Tumblr and WordPress to sell user data to OpenAI

Automattic, the company behind WordPress and Tumblr, is planning discussions to monetize user content by selling its data to artificial intelligence companies, including MidJourney and OpenAI. Data from the blogging platforms Tumblr and WordPress.com will be used to train AI models.

While the details of the transaction are still unclear, this news has raised concerns among users regarding the potential misuse of their private content on the two blogging platforms. Additionally, 404 Media suggests that internal conflicts have arisen within Automattic as the collected content includes private data that was not intended for retention within the company.

In response to the negative reactions, Automattic plans to introduce a new feature that will allow users to opt out of sharing their data for AI training. The company, in a blog post, reaffirms its commitment to providing Tumblr and WordPress users with greater control over their content. It mentions the launch of a setting to "discourage exploration by AI companies," explaining that top AI exploration platforms are blocked by default.

The issue of using blog content by companies developing AI models is not limited to platforms managed by Automattic. Both OpenAI and Google use crawler robots to gather information from all websites to train artificial intelligence models. The process is similar to data collection by search engines.

How can you block OpenAI and Gemini (Bard) from fetching data from your blog?

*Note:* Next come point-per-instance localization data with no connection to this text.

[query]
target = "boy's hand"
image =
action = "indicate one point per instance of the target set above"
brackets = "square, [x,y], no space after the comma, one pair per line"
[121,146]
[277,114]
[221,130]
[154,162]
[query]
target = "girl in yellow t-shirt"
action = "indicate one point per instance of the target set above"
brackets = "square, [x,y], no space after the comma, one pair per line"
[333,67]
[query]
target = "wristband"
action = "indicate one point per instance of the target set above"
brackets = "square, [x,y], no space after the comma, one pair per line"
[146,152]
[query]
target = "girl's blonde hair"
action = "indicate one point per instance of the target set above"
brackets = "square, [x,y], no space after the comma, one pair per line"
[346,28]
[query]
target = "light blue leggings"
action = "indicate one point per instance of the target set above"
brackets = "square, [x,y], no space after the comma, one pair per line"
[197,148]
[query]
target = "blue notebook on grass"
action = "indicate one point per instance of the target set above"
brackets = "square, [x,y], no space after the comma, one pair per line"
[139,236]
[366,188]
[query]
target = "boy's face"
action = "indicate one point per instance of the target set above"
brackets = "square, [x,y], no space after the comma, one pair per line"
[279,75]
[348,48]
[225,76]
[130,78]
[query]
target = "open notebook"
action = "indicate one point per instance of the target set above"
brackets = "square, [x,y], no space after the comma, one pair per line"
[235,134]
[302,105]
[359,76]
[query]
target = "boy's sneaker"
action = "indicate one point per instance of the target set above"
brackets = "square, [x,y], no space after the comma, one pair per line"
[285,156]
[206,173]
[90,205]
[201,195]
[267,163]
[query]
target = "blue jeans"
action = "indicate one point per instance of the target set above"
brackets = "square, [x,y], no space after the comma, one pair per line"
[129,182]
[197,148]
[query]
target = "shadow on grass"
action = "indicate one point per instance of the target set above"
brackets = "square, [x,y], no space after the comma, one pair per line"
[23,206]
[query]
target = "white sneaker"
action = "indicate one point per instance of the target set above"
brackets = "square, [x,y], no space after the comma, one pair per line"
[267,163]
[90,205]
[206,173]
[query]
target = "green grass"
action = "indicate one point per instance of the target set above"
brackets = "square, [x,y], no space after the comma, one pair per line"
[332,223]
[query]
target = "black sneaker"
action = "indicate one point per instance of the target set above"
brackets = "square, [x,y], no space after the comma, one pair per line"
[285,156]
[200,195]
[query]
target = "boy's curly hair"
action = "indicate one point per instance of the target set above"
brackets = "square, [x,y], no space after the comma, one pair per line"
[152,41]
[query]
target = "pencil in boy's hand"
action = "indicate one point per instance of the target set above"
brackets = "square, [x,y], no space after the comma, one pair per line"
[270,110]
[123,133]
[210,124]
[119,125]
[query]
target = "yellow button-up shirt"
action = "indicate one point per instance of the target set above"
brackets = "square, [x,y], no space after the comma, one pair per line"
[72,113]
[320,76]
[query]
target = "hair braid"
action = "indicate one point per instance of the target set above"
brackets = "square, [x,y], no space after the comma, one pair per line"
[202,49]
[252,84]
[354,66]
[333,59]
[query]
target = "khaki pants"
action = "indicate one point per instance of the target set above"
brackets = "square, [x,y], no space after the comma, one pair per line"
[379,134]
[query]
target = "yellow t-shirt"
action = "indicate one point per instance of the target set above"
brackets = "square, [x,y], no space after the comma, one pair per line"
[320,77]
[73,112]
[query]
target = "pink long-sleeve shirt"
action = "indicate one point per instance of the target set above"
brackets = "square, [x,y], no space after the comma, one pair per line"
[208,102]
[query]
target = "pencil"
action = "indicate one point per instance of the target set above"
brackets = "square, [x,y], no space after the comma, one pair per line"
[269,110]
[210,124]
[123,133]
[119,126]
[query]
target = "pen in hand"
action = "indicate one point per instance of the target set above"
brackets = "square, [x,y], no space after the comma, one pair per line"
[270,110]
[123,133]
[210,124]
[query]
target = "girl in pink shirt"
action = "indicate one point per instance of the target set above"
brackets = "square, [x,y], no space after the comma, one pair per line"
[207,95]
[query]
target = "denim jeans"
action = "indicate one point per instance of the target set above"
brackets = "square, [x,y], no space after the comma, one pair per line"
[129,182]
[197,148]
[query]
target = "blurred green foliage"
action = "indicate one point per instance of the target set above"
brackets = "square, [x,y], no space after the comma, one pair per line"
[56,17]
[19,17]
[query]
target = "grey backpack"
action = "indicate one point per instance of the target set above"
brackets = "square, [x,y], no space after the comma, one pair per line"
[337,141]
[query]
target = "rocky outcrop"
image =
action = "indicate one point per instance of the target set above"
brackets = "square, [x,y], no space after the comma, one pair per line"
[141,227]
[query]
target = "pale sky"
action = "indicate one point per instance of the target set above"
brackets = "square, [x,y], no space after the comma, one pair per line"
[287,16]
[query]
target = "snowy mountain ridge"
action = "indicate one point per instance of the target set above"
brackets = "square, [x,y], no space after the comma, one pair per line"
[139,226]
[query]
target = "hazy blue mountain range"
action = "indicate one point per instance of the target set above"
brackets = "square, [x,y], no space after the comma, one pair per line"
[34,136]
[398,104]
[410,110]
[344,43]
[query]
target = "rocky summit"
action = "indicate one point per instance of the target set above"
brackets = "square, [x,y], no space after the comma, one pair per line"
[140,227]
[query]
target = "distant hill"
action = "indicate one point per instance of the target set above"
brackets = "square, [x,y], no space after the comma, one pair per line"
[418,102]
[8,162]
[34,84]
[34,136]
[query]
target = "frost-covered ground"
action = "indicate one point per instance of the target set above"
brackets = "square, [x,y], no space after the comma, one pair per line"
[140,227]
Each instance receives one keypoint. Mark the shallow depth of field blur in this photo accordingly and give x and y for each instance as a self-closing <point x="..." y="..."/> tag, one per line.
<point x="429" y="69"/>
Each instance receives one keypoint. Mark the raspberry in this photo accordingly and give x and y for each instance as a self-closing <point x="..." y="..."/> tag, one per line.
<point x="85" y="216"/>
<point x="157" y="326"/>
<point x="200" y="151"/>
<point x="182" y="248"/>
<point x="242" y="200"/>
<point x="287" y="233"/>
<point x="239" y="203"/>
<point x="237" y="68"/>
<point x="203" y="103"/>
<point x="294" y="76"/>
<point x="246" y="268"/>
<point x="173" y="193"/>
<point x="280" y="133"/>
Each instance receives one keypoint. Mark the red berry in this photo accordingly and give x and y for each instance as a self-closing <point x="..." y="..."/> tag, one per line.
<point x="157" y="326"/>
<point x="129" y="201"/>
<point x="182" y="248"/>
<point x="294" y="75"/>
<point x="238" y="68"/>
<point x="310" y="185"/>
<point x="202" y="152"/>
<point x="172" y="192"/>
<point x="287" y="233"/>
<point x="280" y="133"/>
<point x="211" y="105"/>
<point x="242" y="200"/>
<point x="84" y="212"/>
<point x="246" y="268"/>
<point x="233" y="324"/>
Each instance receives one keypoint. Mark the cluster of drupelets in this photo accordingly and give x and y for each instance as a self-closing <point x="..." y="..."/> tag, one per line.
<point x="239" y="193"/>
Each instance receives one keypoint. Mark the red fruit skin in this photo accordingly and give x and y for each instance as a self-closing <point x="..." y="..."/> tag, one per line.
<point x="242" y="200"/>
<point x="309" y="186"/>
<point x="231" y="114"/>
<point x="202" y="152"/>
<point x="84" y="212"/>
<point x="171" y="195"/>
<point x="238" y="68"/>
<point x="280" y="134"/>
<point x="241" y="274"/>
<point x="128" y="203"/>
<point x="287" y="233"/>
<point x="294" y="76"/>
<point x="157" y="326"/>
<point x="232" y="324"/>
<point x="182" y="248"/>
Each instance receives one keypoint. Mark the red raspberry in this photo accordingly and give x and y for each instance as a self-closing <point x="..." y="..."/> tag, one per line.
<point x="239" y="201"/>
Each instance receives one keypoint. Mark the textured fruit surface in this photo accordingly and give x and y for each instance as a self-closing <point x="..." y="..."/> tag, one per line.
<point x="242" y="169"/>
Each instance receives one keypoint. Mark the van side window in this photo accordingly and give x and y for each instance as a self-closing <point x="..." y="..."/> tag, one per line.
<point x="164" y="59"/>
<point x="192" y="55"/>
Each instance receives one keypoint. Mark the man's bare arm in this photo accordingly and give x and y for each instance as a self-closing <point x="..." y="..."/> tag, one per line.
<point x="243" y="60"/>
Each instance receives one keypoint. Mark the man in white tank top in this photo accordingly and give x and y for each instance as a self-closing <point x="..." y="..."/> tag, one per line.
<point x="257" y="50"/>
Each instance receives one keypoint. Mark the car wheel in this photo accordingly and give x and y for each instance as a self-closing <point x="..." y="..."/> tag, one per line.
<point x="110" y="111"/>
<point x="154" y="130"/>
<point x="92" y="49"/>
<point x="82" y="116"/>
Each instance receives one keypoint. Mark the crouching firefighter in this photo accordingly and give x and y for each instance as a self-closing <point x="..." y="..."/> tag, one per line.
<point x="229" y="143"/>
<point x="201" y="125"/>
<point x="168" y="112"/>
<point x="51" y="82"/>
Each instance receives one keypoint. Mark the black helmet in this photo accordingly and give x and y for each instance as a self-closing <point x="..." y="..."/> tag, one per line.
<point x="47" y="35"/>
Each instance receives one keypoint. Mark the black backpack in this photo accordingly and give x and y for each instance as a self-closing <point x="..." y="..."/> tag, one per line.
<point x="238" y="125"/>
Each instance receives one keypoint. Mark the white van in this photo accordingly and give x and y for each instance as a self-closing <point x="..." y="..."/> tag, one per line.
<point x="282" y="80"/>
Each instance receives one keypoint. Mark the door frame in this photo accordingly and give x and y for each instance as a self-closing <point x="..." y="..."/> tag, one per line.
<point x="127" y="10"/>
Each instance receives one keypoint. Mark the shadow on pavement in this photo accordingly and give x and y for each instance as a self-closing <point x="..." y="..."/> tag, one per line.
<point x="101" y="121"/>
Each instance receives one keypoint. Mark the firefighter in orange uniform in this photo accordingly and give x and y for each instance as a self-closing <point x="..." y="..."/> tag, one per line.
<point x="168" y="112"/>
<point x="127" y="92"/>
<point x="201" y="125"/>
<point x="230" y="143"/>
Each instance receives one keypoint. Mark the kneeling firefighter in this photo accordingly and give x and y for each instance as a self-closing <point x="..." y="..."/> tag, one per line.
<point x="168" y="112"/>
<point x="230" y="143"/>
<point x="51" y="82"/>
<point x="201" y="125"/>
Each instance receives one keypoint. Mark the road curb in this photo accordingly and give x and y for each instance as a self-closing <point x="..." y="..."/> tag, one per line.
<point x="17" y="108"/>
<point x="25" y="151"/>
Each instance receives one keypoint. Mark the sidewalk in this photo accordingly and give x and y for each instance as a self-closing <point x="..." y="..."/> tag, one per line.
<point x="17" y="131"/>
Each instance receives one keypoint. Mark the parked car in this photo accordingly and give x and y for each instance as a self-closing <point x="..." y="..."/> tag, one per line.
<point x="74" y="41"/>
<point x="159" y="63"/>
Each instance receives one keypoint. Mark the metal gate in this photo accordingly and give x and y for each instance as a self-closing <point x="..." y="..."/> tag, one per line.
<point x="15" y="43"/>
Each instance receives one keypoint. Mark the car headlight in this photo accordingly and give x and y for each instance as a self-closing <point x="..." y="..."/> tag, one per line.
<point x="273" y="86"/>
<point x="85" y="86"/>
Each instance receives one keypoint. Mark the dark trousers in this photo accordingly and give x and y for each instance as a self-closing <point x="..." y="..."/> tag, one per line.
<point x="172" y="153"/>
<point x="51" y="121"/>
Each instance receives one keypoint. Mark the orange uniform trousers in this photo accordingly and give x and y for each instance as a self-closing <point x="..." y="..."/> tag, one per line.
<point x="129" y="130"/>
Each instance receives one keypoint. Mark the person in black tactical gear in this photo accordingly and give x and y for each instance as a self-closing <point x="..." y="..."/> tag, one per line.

If you own a blog or website and do not want its data to be used for training OpenAI and Gemini artificial intelligence models, you can block access to robots (crawlers) to the content. This restriction can be implemented through the robots.txt file.

OpenAI Crawlers

User-agent: GPTBot
Disallow: /

Gemini Crawlers

User-agent: Google-Extended
Disallow: /

After saving the robots.txt file with the new lines, go to Google Console at: Settings > robots.txt > click on the menu with the three dots, click "Request a recrawl."

Tumblr and WordPress to sell user data to OpenAI — Recrawl Request

For Tumblr and WordPress users, access to data retrieval from blogs by OpenAI or other artificial intelligence development companies can be blocked through tools provided by Automattic.